Долговязая пожилая женщина, еще сохранившая призрак некогда привлекательных форм, несомненно когда-то была проституткой. Ее туника, глубоко обнажавшая костлявые плечи и опавшую грудь, да и тяжелый слой белил и румян, наложенных на увядшее лицо, говорили сами за себя.

— Я — Асинария, — поклонилась она, приглядываясь к мужчинам, прицениваясь, рассматривая их, как товар. — Ваши имена мне не нужны. Только деньги! Но, как я вижу, вы приличные господа, и меня не обманете.

Получив свое серебро, она вывела к ним худого калеку в бедном хитоне: у бедняги не было рук по локти. Обрубки давно зарубцевались, но все же выглядели страшновато. И самый кончик носа был точно срезан грубым ножом. Глаза же увечного блестели так, словно он давно помешался.

— Это он самый — Сердика!

— Да пребудут с вами боги! — беззубой улыбкой приветствовал их калека.

— Хотите вина? — спросила хозяйка.

На питье в этой дыре согласился только Варений. Платил-то Лонгин! Да и Сердика попросил вина и бобов. Ел он как собака, а чашу мог ловко зацепить обрубками рук.

— Говори же, — кивнул Лонгин. — И будь откровенен — нас не интересуют твои бывшие разбойничьи подвиги! Только о деле!

Сердика понимающе кивнул.

— Это случилось давно, я был тогда молод, мы хозяйничали на дорогах, что вели в Кампанию, и не было на нас управы! Однажды ночью мы поджидали купца, что должен был проехать по этой дороге с товаром. Мы подметили его еще в Риме и теперь хотели разжиться тканями из Анатолии! Но вместо его телег на дороге при луне показался обычный двухколесный возок, запряженный мулом. Мы не брезговали ничем! Стащили возницу и набросились на его скарб. Там была молодая женщина. Тотчас обшарили повозку, но не нашли ничего, кроме старого тряпья, кувшина с водой да пары лепешек. Конечно, мы разозлились, хотели прикончить мужчину, но женщина просила не убивать его. Тогда в отместку мы воспользовались ею — по очереди. Возница кричал, чтобы мы оставили ее, вырывался, и тогда мы избили его до полусмерти. А она все кричала: «Доротеос! Доротеос!». Чтобы он не мешал, мы скрутили его и бросили в кусты. Женщина плакала, но пощады не просила. Точно чувствовала, что это — плата за его жизнь. Когда я брал ее, то на плечах и спине разглядел с десяток выжженных клейм. Я спросил женщину, откуда это. Она ответила, что хозяин за ее побег пробовал на ней новое тавро для своих лошадей. Она оказалась беглой рабыней из Сирии, прибившейся к этому бродяге, что погонял мулом. Наш купец никак не ехал, позже мы узнали, что он выбрал другую дорогу, что-то заподозрил. Один из моих товарищей, Парений, вновь перевернул возок и на этот раз отыскал странный предмет. Длинный! Он был завернут в целый ворох тряпок и спрятан глубоко под сиденье. Мы развернули тряпки… Это был меч. Не римский меч, каким вооружены легионеры, — Сердика кивнул на мощного Аристарха, больше других походившего на преторианца, — а такой меч, какой носят галлы или даже германцы. В два локтя длинной, а то и больше, отточенный с обеих сторон, как бритва!
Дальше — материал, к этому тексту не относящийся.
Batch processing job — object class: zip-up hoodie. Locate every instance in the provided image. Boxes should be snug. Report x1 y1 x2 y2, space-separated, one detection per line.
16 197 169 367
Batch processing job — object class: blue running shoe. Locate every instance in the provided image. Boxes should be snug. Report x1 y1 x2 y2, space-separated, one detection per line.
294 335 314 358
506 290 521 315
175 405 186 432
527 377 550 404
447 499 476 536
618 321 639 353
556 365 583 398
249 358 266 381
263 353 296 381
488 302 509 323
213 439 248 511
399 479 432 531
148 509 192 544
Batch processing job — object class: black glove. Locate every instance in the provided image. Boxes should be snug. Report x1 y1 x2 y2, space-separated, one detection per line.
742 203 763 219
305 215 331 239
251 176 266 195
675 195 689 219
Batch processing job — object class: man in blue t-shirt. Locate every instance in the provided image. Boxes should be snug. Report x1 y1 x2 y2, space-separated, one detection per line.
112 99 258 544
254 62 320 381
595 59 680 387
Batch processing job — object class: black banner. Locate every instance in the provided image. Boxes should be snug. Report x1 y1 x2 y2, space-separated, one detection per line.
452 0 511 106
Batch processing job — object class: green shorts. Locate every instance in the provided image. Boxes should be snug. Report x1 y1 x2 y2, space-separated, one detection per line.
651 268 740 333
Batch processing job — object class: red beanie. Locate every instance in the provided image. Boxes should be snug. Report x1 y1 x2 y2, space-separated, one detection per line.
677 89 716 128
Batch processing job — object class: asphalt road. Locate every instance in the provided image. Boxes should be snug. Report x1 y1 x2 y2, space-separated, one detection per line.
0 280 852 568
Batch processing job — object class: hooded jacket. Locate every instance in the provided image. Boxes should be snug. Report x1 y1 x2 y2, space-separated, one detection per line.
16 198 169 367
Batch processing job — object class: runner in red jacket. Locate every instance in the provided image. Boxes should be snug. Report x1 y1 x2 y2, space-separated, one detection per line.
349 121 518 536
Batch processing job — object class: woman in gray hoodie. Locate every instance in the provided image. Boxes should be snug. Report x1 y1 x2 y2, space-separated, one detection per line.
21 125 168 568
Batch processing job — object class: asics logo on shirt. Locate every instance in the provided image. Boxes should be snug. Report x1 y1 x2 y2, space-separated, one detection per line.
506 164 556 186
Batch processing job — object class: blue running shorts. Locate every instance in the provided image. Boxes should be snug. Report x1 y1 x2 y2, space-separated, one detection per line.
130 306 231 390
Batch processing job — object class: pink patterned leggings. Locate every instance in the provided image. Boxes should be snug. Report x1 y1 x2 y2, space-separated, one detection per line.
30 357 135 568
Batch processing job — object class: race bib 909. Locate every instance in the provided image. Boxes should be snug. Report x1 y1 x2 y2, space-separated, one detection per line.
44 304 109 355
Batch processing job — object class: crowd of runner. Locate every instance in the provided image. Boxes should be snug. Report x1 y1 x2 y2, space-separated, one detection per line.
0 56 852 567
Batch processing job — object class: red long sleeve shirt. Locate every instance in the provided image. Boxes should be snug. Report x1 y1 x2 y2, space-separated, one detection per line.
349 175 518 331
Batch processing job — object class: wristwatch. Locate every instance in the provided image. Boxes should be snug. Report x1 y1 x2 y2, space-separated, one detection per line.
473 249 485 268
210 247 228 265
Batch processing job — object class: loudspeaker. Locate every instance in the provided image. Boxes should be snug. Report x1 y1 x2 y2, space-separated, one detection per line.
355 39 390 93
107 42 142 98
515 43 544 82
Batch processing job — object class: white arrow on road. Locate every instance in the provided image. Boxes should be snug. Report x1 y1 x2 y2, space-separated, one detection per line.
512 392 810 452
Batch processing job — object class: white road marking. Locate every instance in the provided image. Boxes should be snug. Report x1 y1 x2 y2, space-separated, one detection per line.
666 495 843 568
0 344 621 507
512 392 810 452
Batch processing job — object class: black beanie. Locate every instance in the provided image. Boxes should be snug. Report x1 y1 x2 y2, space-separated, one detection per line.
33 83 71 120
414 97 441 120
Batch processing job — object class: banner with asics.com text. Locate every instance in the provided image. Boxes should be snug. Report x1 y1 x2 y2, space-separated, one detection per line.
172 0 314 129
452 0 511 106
«Ого! — сказал Парений. — Клянусь Марсом, знатная вещь!»

Он протянул руку и взял меч. Подкинул его, поймал. Меч был тяжелым, но тяжесть эта, я так понял, была приятна его руке. Но следом мой товарищ поморщился.

«Что такое? — спросил он. — Рукоять теплеет…»

И тут мы увидели легкое алое свечение, что шло от меча. И вот что самое странное, господа, это свечение тянулось от острия меча вперед — тонкой линией, и линия эта, — голос Сердики стал тише, — клянусь всеми богами, создавшими землю, становилась все длиннее! Неожиданно мой товарищ вскрикнул, выпустил меч и схватился за руку.

«Он обжег меня! — выкрикнул Парений. — Он обжег меня! Это меч Марса, клянусь! Самого Марса!»

Мы отступили, и вдруг увидели, как свечение стало уходить куда-то, а потом исчезло вовсе. Меч опять превратился в самое обыкновенное оружие. Что и говорить, клянусь всеми богами, меня разбирало любопытство и страх! Я взял его в руки, — калека посмотрел на свои обрубки и нездорово засмеялся, — в свои руки, которых теперь нет, и скоро ощутил, как они горят. Тогда и я отбросил эту проклятую штуку в сторону! А Марсий, наш предводитель, засмеялся:

«Да ты, кажется, трусливее самого трусливого пса, — это он, паршивый пес, сказал мне. Но я-то видел, что он смущен не меньше моего. — Эй, Филипп, — тогда окликнул он грека, бывшего солдата, — протяни этот меч мне. Исполняй!»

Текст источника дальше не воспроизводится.